Despite a turbulent profession that, for essentially the most half, has seen him confined to the fringes, he appears like he’s landed in a candy spot relating to carving out an area from autonomy and idiosyncrasy. He stays prolific too, having launched three albums within the final 5 years. “More people seem to know me now than ever before and I still feel like I’m cooking,” he says. “Some concerts I play and I see all these people coming in and [there’s that many] it’s like they must be thinking Snoop Dogg is going to be here. I love the audience so much. I’m so happy to play for them. It makes me want to work like a motherfucker.”
So what retains him so motivated and hard-working at an age when many, after 70 years within the trade, would gladly be fascinated about retirement? “Poverty,” he says, bluntly. “I think about poverty and I get dizzy. Laying in bed watching television, and all of a sudden, you realise I ain’t had no money coming in for a couple of months. That drives me. The thought of being poor makes me want to work because being poor will get your ass no matter what age you are. There’s no sympathy for octogenarians.”

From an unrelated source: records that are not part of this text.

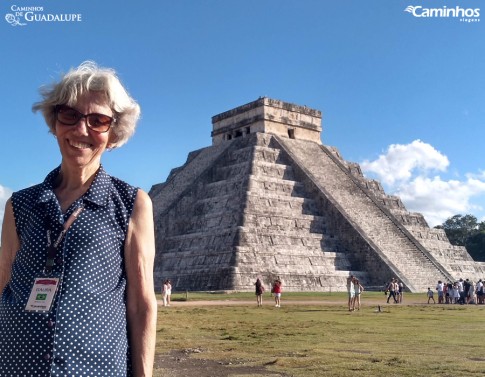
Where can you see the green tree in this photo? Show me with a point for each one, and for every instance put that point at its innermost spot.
(466, 231)
(459, 228)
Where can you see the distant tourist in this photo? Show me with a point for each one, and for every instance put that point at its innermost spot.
(440, 289)
(276, 290)
(358, 289)
(401, 291)
(431, 296)
(169, 292)
(392, 288)
(480, 292)
(259, 292)
(166, 292)
(351, 291)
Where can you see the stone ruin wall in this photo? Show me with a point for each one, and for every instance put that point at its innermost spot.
(262, 206)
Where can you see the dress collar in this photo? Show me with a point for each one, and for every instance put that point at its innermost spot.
(97, 193)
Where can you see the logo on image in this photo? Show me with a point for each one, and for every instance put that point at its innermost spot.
(462, 14)
(22, 16)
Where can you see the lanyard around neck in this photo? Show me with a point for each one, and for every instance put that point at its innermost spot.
(52, 247)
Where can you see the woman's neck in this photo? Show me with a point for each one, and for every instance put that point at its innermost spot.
(71, 184)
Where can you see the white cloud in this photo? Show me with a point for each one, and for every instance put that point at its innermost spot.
(4, 195)
(400, 161)
(409, 171)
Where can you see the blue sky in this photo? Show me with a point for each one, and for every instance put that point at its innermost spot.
(402, 95)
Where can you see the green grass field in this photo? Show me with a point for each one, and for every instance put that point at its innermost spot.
(322, 338)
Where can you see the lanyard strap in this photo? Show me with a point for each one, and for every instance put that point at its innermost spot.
(52, 247)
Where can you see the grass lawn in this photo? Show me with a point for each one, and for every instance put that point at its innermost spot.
(320, 337)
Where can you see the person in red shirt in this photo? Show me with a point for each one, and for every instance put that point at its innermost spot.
(277, 292)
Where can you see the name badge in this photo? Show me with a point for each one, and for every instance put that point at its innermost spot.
(42, 294)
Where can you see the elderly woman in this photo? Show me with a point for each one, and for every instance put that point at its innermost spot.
(77, 250)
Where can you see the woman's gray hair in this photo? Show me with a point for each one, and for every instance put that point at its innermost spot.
(90, 77)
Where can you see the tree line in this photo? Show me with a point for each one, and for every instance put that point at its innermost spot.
(466, 231)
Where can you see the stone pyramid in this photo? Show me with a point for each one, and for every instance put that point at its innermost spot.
(268, 200)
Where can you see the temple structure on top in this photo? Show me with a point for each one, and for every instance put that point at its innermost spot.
(269, 200)
(271, 116)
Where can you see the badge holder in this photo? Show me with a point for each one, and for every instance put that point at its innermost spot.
(45, 288)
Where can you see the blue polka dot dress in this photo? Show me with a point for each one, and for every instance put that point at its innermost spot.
(85, 333)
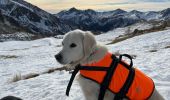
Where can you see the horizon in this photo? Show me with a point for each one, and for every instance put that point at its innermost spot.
(55, 6)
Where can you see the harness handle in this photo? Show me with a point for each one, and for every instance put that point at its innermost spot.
(128, 56)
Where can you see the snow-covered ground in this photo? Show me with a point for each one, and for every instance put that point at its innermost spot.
(152, 57)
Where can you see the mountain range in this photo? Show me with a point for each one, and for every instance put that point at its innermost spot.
(19, 15)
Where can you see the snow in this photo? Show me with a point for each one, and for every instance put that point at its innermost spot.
(37, 56)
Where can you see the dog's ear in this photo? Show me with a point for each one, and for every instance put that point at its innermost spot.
(89, 43)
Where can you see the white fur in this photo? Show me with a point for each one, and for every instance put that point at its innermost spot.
(83, 54)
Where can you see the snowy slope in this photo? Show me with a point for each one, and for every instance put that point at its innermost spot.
(37, 56)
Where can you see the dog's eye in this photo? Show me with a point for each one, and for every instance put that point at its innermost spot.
(73, 45)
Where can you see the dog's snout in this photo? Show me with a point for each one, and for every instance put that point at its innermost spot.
(58, 57)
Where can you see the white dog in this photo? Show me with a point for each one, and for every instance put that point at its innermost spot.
(80, 47)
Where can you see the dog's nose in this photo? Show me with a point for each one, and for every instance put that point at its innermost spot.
(58, 57)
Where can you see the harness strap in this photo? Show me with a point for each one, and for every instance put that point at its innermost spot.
(76, 70)
(107, 79)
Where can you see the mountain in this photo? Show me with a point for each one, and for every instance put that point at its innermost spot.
(21, 16)
(105, 21)
(27, 17)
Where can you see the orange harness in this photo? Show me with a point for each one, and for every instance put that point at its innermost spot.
(120, 78)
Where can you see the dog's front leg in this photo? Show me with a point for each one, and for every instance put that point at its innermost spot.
(89, 88)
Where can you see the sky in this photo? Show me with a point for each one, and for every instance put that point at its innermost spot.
(55, 6)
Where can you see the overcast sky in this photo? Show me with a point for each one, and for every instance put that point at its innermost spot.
(54, 6)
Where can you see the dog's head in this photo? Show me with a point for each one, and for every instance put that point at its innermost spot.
(77, 45)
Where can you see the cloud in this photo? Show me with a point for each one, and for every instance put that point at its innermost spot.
(149, 1)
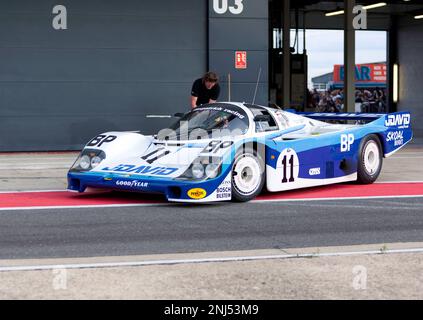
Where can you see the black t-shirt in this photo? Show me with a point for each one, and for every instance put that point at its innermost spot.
(203, 94)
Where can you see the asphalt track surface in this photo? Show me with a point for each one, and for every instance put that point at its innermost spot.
(173, 228)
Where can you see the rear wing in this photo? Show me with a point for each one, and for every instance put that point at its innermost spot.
(393, 129)
(341, 116)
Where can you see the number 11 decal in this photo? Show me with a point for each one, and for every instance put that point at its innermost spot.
(289, 163)
(291, 166)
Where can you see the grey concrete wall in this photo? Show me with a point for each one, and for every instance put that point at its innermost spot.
(116, 62)
(410, 56)
(246, 31)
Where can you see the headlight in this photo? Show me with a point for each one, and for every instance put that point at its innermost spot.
(85, 162)
(212, 170)
(197, 170)
(203, 168)
(88, 159)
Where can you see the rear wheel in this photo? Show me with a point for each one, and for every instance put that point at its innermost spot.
(247, 176)
(369, 159)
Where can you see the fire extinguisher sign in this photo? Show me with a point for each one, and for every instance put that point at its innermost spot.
(240, 59)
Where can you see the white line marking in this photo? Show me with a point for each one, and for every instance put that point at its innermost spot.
(382, 182)
(88, 206)
(181, 203)
(203, 260)
(339, 198)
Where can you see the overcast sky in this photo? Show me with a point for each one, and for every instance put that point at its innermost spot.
(325, 48)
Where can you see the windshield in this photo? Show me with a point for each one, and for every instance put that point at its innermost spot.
(211, 121)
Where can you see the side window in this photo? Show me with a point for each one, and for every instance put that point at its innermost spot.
(263, 126)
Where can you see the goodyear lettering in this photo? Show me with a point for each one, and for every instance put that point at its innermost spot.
(393, 120)
(133, 183)
(224, 192)
(197, 193)
(158, 171)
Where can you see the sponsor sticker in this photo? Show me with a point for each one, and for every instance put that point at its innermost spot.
(346, 142)
(133, 183)
(396, 136)
(401, 120)
(197, 193)
(147, 170)
(314, 171)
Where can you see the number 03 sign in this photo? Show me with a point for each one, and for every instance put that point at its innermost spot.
(222, 6)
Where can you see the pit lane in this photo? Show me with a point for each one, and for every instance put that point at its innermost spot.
(123, 224)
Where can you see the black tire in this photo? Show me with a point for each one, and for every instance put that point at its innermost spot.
(239, 192)
(370, 159)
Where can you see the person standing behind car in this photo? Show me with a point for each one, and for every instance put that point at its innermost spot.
(205, 90)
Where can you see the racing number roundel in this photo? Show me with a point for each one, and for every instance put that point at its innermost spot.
(289, 164)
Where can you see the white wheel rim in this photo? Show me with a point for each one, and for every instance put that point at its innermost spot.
(371, 158)
(247, 174)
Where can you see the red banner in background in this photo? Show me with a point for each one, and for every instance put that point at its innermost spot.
(364, 73)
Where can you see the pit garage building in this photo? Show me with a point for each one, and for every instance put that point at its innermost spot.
(110, 65)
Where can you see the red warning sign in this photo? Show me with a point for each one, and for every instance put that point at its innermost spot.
(240, 59)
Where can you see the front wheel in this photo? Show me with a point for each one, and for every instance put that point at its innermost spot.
(247, 176)
(369, 159)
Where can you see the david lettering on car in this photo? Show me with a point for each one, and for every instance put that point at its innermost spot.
(197, 193)
(159, 171)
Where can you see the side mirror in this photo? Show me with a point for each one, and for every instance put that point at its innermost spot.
(262, 117)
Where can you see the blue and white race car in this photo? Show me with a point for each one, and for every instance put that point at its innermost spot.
(225, 151)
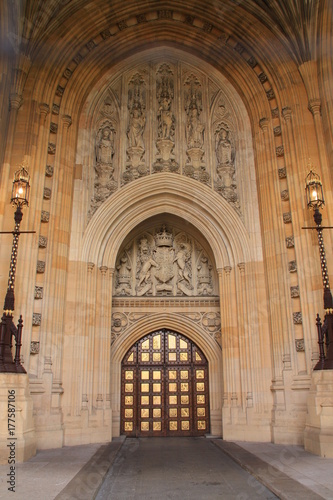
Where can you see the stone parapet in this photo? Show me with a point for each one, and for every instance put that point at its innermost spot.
(318, 434)
(17, 427)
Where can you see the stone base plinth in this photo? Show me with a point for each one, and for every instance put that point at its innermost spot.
(318, 434)
(17, 429)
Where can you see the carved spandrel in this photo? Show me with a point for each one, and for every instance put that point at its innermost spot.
(225, 183)
(163, 262)
(166, 121)
(194, 131)
(104, 184)
(135, 166)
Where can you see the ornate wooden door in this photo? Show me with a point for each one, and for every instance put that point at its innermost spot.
(164, 388)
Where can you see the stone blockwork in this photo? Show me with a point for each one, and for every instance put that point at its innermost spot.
(131, 115)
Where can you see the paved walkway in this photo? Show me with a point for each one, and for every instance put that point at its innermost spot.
(177, 468)
(78, 472)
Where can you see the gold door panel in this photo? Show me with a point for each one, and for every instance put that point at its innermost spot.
(164, 387)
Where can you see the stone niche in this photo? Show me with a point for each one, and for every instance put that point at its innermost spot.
(164, 261)
(163, 116)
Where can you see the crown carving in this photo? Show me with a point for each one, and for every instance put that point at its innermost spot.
(164, 238)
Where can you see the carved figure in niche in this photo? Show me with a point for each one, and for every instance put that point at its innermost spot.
(147, 262)
(194, 129)
(165, 161)
(182, 256)
(223, 147)
(183, 261)
(225, 155)
(136, 128)
(123, 276)
(104, 148)
(104, 184)
(165, 120)
(204, 277)
(164, 255)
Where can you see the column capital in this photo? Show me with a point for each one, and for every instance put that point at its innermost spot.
(314, 106)
(15, 101)
(66, 120)
(103, 270)
(90, 266)
(44, 109)
(286, 113)
(263, 123)
(241, 267)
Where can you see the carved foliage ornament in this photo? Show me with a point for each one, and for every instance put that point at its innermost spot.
(104, 184)
(163, 263)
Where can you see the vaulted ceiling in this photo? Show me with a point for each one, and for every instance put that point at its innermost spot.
(44, 41)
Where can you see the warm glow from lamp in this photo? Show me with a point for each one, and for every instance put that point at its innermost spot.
(314, 191)
(21, 188)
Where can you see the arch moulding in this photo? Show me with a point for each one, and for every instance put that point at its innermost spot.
(184, 326)
(166, 193)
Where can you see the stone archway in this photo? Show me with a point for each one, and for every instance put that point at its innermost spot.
(164, 387)
(195, 334)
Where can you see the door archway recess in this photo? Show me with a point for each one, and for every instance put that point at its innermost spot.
(164, 387)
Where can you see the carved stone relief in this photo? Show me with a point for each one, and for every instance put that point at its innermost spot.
(165, 160)
(154, 119)
(194, 132)
(225, 156)
(164, 262)
(210, 322)
(136, 166)
(104, 184)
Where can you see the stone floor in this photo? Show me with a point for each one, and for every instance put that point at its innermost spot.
(177, 468)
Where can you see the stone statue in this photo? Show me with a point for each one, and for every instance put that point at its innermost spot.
(223, 147)
(194, 129)
(204, 276)
(136, 128)
(165, 120)
(104, 148)
(147, 262)
(123, 276)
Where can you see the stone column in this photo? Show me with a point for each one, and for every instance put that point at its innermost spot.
(15, 102)
(296, 186)
(90, 319)
(273, 241)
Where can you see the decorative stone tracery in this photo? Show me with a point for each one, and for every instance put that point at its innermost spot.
(164, 262)
(164, 116)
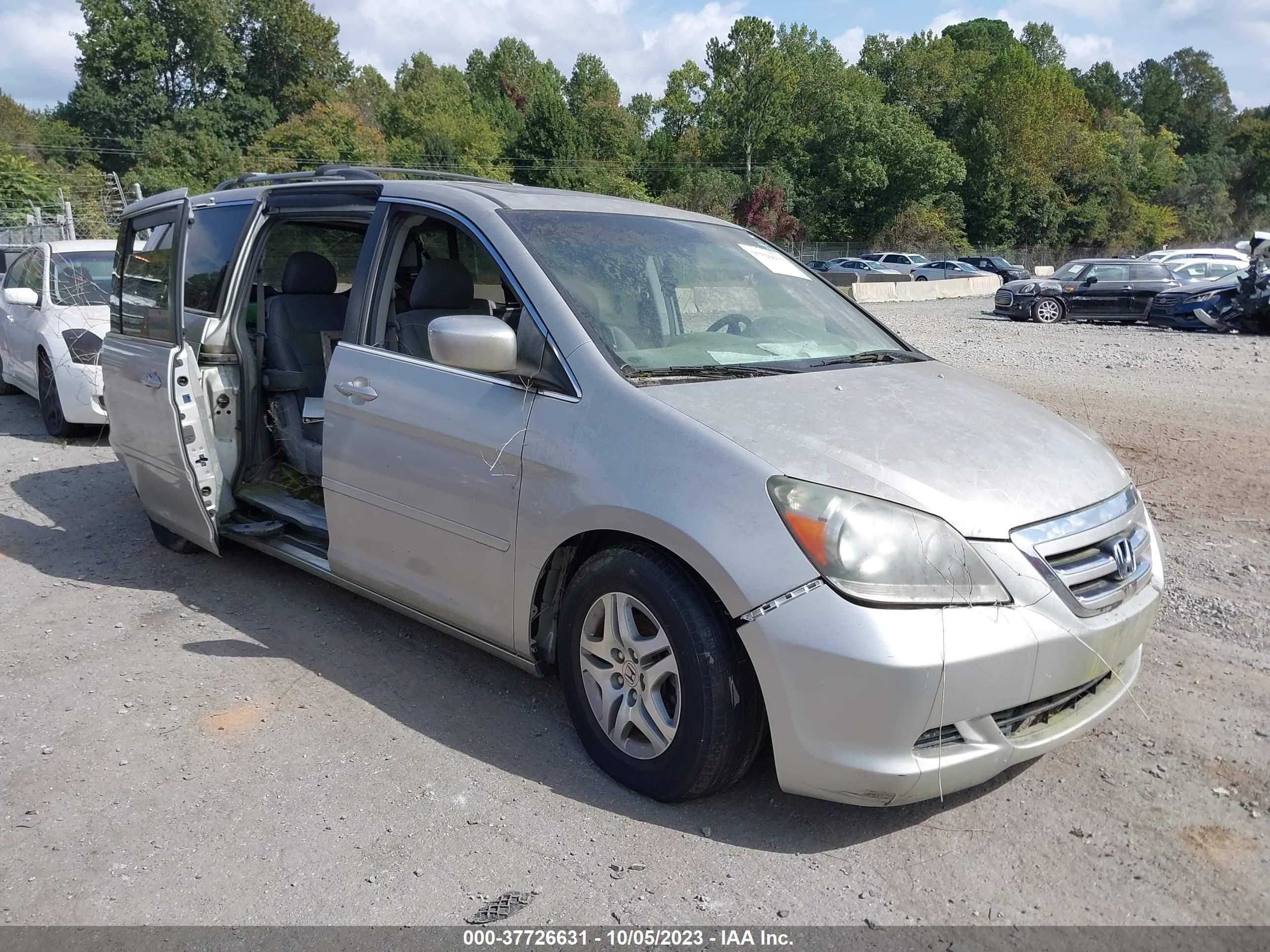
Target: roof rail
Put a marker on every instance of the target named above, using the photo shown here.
(336, 170)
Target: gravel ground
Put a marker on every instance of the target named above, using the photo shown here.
(192, 741)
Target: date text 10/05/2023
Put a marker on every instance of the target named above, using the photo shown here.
(625, 938)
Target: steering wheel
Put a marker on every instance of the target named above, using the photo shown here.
(733, 323)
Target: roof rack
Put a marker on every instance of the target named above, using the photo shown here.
(334, 170)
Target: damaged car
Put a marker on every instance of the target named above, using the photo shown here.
(640, 450)
(1090, 290)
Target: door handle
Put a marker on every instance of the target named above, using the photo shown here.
(358, 387)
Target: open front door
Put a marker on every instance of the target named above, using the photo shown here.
(150, 376)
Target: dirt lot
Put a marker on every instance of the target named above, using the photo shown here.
(226, 741)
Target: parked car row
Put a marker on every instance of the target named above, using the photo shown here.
(54, 315)
(1166, 291)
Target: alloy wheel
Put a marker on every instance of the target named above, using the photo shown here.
(1048, 310)
(630, 676)
(50, 402)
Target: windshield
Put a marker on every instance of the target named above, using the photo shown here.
(663, 294)
(1068, 271)
(80, 277)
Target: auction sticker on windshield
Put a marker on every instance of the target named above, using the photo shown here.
(775, 263)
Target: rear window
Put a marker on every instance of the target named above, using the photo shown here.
(212, 238)
(1146, 272)
(80, 278)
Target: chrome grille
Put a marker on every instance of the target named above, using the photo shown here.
(1013, 720)
(1095, 558)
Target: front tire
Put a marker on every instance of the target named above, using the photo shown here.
(1048, 310)
(51, 402)
(168, 539)
(657, 682)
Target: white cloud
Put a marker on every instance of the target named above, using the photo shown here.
(850, 43)
(947, 19)
(38, 64)
(1088, 49)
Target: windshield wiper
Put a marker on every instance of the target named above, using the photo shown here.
(710, 370)
(873, 357)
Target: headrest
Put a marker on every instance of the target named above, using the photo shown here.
(308, 273)
(444, 283)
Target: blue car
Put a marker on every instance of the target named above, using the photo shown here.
(1176, 309)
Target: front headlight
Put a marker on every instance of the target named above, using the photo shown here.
(883, 552)
(85, 345)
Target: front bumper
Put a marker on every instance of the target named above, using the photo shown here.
(850, 690)
(79, 385)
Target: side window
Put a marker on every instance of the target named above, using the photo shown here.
(141, 299)
(433, 268)
(212, 237)
(16, 277)
(338, 245)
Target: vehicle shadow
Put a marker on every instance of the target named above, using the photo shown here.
(412, 673)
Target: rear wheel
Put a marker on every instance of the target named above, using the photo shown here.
(1048, 310)
(7, 389)
(657, 682)
(51, 402)
(171, 540)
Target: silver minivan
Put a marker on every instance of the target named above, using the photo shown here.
(639, 447)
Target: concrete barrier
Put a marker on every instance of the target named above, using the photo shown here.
(925, 290)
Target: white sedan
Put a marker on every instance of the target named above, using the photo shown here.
(54, 312)
(939, 271)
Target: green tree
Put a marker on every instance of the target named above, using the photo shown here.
(750, 85)
(1207, 115)
(873, 160)
(1156, 94)
(1041, 41)
(22, 184)
(982, 34)
(367, 92)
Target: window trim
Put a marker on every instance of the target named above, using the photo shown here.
(395, 205)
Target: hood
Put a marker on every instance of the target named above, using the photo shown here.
(94, 318)
(1047, 283)
(921, 435)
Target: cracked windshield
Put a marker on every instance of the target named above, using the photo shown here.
(665, 294)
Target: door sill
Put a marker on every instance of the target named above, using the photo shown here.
(312, 558)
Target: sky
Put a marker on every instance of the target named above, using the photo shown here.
(642, 42)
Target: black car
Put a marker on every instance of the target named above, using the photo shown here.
(1090, 289)
(996, 265)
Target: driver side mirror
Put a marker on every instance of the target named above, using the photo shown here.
(473, 343)
(22, 296)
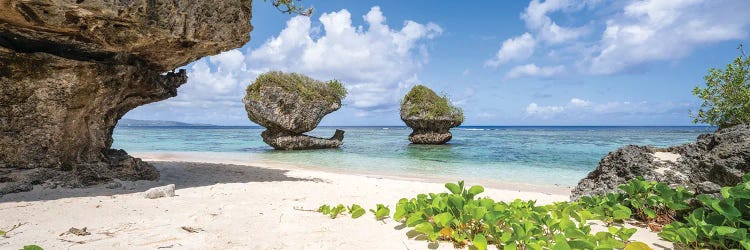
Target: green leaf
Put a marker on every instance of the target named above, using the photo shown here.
(358, 212)
(480, 242)
(637, 245)
(414, 219)
(582, 244)
(475, 190)
(443, 219)
(724, 230)
(455, 189)
(425, 228)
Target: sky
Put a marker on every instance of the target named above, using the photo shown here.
(506, 63)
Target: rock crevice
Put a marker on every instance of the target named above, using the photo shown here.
(69, 71)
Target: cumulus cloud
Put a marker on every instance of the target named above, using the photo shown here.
(627, 35)
(654, 30)
(532, 70)
(577, 108)
(514, 49)
(536, 17)
(376, 64)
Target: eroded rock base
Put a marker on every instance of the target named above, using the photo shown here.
(119, 165)
(713, 161)
(430, 137)
(289, 141)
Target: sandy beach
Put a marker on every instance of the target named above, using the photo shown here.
(228, 206)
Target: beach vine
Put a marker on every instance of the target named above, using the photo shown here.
(462, 217)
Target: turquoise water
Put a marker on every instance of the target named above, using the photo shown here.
(539, 155)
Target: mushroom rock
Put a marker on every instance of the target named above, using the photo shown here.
(429, 115)
(289, 105)
(69, 70)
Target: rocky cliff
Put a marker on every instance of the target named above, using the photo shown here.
(430, 116)
(289, 105)
(69, 70)
(714, 160)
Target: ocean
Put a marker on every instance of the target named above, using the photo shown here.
(535, 155)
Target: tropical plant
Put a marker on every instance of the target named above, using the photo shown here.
(726, 97)
(423, 101)
(722, 223)
(291, 7)
(306, 87)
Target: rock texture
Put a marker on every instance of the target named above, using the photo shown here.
(69, 70)
(430, 116)
(714, 160)
(287, 114)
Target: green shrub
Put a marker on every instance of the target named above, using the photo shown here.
(308, 88)
(726, 97)
(427, 102)
(722, 223)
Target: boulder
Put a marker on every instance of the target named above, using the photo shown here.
(69, 70)
(429, 115)
(290, 104)
(289, 141)
(714, 160)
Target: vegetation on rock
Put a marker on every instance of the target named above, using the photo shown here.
(422, 101)
(306, 87)
(291, 7)
(726, 97)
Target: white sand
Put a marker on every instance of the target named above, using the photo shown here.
(232, 207)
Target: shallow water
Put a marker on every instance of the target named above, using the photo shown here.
(536, 155)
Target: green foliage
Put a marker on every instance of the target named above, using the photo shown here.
(427, 102)
(722, 223)
(354, 210)
(306, 87)
(333, 212)
(726, 97)
(461, 217)
(381, 211)
(291, 7)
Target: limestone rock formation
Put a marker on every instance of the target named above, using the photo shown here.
(714, 160)
(430, 116)
(69, 70)
(290, 104)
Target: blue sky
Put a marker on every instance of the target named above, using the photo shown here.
(554, 62)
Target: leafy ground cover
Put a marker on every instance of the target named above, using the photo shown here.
(462, 217)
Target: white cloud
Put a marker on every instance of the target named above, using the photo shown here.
(543, 111)
(532, 70)
(536, 17)
(376, 64)
(581, 108)
(603, 38)
(654, 30)
(514, 49)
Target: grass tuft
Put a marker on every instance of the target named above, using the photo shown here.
(307, 87)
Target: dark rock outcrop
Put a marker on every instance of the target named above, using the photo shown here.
(714, 160)
(289, 105)
(69, 70)
(430, 116)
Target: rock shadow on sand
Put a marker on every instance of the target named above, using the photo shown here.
(182, 174)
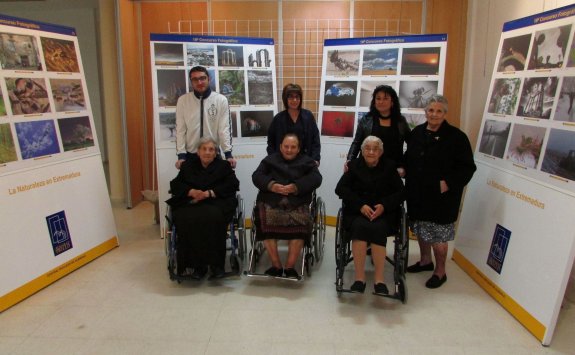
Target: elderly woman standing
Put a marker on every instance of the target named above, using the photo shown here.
(203, 202)
(286, 181)
(439, 163)
(372, 191)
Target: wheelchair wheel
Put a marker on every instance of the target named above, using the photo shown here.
(319, 229)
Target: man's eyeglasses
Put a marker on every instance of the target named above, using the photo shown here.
(199, 79)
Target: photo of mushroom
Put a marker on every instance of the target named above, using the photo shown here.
(167, 126)
(259, 57)
(537, 97)
(414, 119)
(260, 87)
(514, 53)
(565, 110)
(559, 156)
(548, 48)
(342, 62)
(28, 95)
(232, 86)
(256, 123)
(60, 55)
(420, 61)
(525, 145)
(337, 123)
(494, 138)
(168, 54)
(200, 54)
(68, 95)
(504, 96)
(37, 138)
(414, 94)
(380, 61)
(230, 56)
(7, 148)
(76, 133)
(19, 52)
(340, 93)
(171, 85)
(367, 88)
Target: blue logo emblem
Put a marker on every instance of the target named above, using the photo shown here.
(498, 249)
(59, 232)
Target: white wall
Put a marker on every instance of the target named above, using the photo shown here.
(485, 19)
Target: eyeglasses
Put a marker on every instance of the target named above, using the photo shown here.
(199, 78)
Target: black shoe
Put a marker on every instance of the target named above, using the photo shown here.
(274, 271)
(417, 267)
(358, 287)
(199, 273)
(291, 273)
(380, 289)
(435, 282)
(217, 272)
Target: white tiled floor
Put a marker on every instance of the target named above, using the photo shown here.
(124, 303)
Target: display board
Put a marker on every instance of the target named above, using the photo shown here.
(516, 233)
(352, 68)
(56, 213)
(242, 69)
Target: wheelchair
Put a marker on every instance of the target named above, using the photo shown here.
(343, 256)
(313, 249)
(235, 243)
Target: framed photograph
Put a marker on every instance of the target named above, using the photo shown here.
(230, 56)
(559, 156)
(340, 93)
(28, 95)
(19, 52)
(37, 138)
(525, 145)
(76, 133)
(168, 54)
(537, 97)
(256, 123)
(200, 54)
(68, 95)
(380, 61)
(414, 94)
(420, 61)
(494, 138)
(344, 62)
(548, 48)
(7, 148)
(171, 85)
(232, 86)
(60, 55)
(337, 123)
(260, 87)
(513, 56)
(504, 96)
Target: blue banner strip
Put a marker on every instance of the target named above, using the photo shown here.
(442, 37)
(547, 16)
(210, 39)
(35, 25)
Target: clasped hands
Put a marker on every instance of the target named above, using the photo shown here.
(372, 213)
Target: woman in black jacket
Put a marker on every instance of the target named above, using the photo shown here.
(439, 163)
(372, 192)
(203, 204)
(384, 120)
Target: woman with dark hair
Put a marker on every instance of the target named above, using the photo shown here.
(384, 120)
(295, 119)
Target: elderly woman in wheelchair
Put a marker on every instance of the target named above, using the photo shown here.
(286, 181)
(372, 193)
(203, 203)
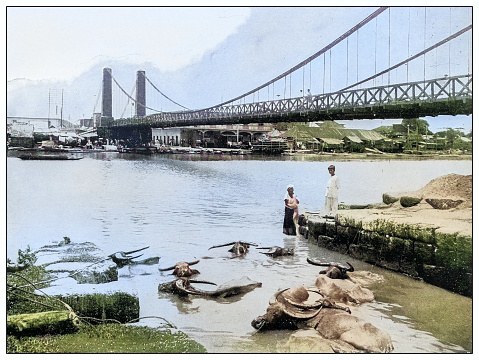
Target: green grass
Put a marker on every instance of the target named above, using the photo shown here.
(107, 338)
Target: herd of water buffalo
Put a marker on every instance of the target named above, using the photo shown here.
(324, 307)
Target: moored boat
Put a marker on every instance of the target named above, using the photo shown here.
(50, 154)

One of the actually shifting components concerning the documentary is the home state of affairs that he has at residence. In a neighbourhood in Los Angeles the place they joke that each one the porn movies are shot, he has neighbours resembling Johnny Knoxville and Mike Judge who swing by, and he lives along with his mates and musical collaborators Guitar Shorty and MoogStar. “Guitar Shorty came here for a couple of months and it turned into 18 years,” he says. Swamp Dogg by no means charged him a penny in lease. “Because I’ve been there,” he says. “I’ve slept on people’s couches and on their front porch and all that kind of shit. I’ve been all the way down to the bottom. But I would always find a way out because I don’t like not having nice things, even when you can’t afford them.” One such instance of this tendency is illustrated within the movie when he was at the height of success and owned 9 vehicles. “I thought the world would become mine,” he displays of that interval.
You get a way that the corporate and camaraderie of his buddies, bandmates and housemates have changed the deep loss felt over his spouse. He concurs with this, earlier than joking: “and they also never looked like monsters to me”. Sadly, Guitar Shorty has since died, together with one other buddy and collaborator, John Prine, who additionally seems within the movie. “I guess I’m next,” he says. “But I’m trying to walk a straight line and do the things that keep me healthy and my mind, and my whole being, happy. I try to eat right, don’t drink, don’t do drugs …” he stops himself. “Damn, you might say I’m boring as a motherfucker.”
In actuality, Swamp Dogg is something however. And you get the sense that he’s beginning to realise that embracing eccentricity, and making music purely on his personal phrases, whereas forging a really distinctive profession path, has maybe paid dividends. “I’m happy that I’ve stayed true to myself,” he says. “And I’ve got a lot of faith in what I do and I want to leave a hell of a legacy. That’s why I cut so many albums. I’ll take a shot and hope it works out. It seems to be working.”